In the sedentary group, VC had significant correlation with body height (r = 0.78, p < 0.01), body weight (r = 0.64, p < 0.05), FVC had significant correlation with body height (r = 0.82, p < 0.01), body weight (r = 0.88, p < 0.001), FEV1 had significant correlation with body height (r = 0.72, p < 0.05), body weight (r = 0.82, p < 0.01), FEF25%-75% had significant correlation with body height (r = 0.72, p < 0.05), FEF75%-85% had significant correlation with age (r = 0.69, p < 0.05) while PEFR had significant correlation with body height (r = 0.66, p < 0.05). For the basketball group, VC had significant correlation with body height (r = 0.86, p < 0.01), body weight (r = 0.69, p < 0.05), FVC had significant correlation with body height (r = 0.88, p < 0.001), body weight (r = 0.70, p < 0.05), FEV1 had significant correlation with body height (r = 0.81, p < 0.01), FEF25%-75% had significant correlation with body height (r = 0.80, p < 0.01), body weight (r = 0.74, p < 0.05), FEF75%-85% had significant correlation with age (r = -0.68, p < 0.05), body height (r = 0.74, p < 0.05), body weight (r = 0.68, p < 0.05) while PEFR had significant correlation with body height (r = 0.87, p < 0.01), body weight (r = 0.80, p < 0.01). Further, for the volleyball group, VC had significant correlation with body height (r = 0.85, p < 0.01), body weight (r = 0.79, p < 0.01), FVC had significant correlation with body height (r = 0.76, p < 0.05), body weight (r = 0.74, p < 0.05), FEV1 had significant correlation with body height (r = 0.85, p < 0.01), body weight (r = 0.92, p < 0.001), FEF25%-75% had significant correlation with body height (r = 0.83, p < 0.01), body weight (r = 0.71, p < 0.05), FEF75%-85% had significant correlation with body height (r = 0.81, p < 0.01), body weight (r = 0.81, p < 0.01) while PEFR had significant correlation with body height (r = 0.86, p < 0.01), body weight (r = 0.70, p < 0.05). Therefore, it is evident that the physical variables such as age, body height and body weight showed significant correlation with the pulmonary function parameters in the studied population.

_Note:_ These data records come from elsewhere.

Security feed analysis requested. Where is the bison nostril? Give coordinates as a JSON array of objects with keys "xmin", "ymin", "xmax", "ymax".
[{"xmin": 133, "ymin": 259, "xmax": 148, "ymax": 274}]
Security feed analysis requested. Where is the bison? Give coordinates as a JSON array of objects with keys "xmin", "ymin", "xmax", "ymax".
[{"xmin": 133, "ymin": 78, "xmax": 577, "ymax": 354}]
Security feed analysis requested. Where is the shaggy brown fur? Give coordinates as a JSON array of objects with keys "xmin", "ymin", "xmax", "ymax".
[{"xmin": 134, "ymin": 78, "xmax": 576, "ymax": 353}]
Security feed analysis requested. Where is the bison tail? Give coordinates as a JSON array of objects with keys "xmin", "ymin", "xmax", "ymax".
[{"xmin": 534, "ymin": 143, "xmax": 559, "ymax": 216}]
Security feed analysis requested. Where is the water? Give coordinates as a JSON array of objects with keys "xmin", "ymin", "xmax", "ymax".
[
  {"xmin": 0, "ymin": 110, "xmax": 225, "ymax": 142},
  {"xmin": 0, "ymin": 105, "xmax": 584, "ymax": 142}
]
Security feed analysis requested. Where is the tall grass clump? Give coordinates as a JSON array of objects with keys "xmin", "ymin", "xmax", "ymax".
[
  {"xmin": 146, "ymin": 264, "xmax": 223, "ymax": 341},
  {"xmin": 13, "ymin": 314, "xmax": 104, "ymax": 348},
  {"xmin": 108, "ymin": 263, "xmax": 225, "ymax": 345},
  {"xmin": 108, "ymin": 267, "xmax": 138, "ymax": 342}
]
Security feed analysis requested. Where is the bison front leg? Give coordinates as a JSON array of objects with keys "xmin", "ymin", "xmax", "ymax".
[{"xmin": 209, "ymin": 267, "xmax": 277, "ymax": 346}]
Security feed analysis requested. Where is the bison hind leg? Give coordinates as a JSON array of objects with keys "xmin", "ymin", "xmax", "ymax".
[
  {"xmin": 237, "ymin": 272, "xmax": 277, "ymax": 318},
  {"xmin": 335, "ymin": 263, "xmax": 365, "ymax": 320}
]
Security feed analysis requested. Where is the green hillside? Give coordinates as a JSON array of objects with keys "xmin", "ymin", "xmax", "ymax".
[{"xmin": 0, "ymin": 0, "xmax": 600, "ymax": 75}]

For prediction of VC, FVC, FEV1, FEFR25%-75%, FEFR75%-85% and PEFR from different physical parameters in all the three studied groups, simple and multiple regression equations were computed. Standard errors of estimate (SEE) of the computed regression equations were substantially small enough to recommend them for prediction of PFTs in the respective population.
The findings of the present study revealed that there were significant differences in terms of the lung function parameters especially with respect to the dynamic lung function variables for both the volleyball and basketball players when compared against their age-matched healthy sedentary counterparts. However, no such intra-group variation for the measured lung function parameters was observed in case of the two experimental groups. Therefore, it may be concluded that regular involvement in training for volleyball and basketball helps to develop lung function capacities perhaps due to their training induced pulmonary adaptation. Nevertheless, the findings of this study might act as a reference database for the sport coaches and allied professionals to devise exercise regime for the respective athletes accordingly, so that performance may be enhanced. More detailed analysis of the lung function parameters of the volleyball and basketball players is essentially required to reach onto a conclusive deduction about the specific training induced physiological mechanism that improves the pulmonary function.
The authors declare that there is no conflict of interest.
The authors are extremely grateful to the players and individuals who kindly consented to volunteer in the study.